PhD-student: Chiral non-equilibrium routes

The Self-Organization matter group seeks a talented PhD student who is eager to work on developing new routes towards molecules of single handedness.

In this interdisciplinary project, your research will focus on developing novel physical/chemical strategies for isolating enantiomerically pure molecules. Enantiopure building blocks are essential for construction of many bioactive molecules, but synthesis thereof is oftentimes complicated. Crystallization of conglomerates is highly beneficial for the isolation of enantiopure compounds. Unfortunately, a major bottleneck is the fact that only 5-10% of intrinsically chiral compounds are thermodynamically stable as conglomerates—most form unsuitable racemic compounds, and this behaviour is furthermore unpredictable. Tackling this challenge will require a fundamental breakthrough to uncover entirely new principles. You will exploit new physical/chemical methods to overcome these thermodynamic limitations. The results of this study will hold direct relevance for our fundamental understanding and ability to control kinetically stabilized solid phases by liberating them from their thermodynamic constraints.

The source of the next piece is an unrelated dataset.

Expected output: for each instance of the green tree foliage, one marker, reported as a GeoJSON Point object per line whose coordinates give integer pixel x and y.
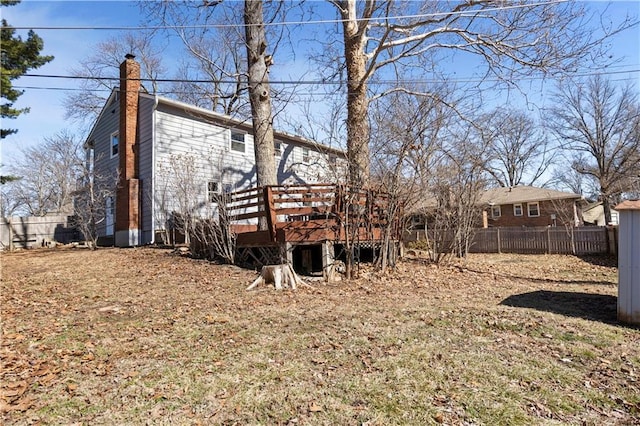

We seek an excellent candidate with a background in chemistry with experience in a field such as physical chemistry, organic chemistry, solid state chemistry or material science. You will need to meet the requirements for an MSc-degree, to ensure eligibility for a Dutch PhD examination.

The position is intended as full-time (40 hours / week, 12 months / year) appointment in the service of the Netherlands Foundation of Scientific Research Institutes (NWO-I) for the duration of four years. After successful completion of the PhD research a PhD degree will be granted at a Dutch university. Several courses are offered, specially developed for PhD-students. AMOLF assists any new foreign PhD-student with housing and visa applications and compensates their transport costs and furnishing expenses.

The Self-Organizing Matter group focuses on the dynamic interplay between chemical reactions and assembly phenomena to control the emergence of complexity in the solid state. In particular, the group aims to design physical-chemical concepts to self-organize microscale devices and functional molecules.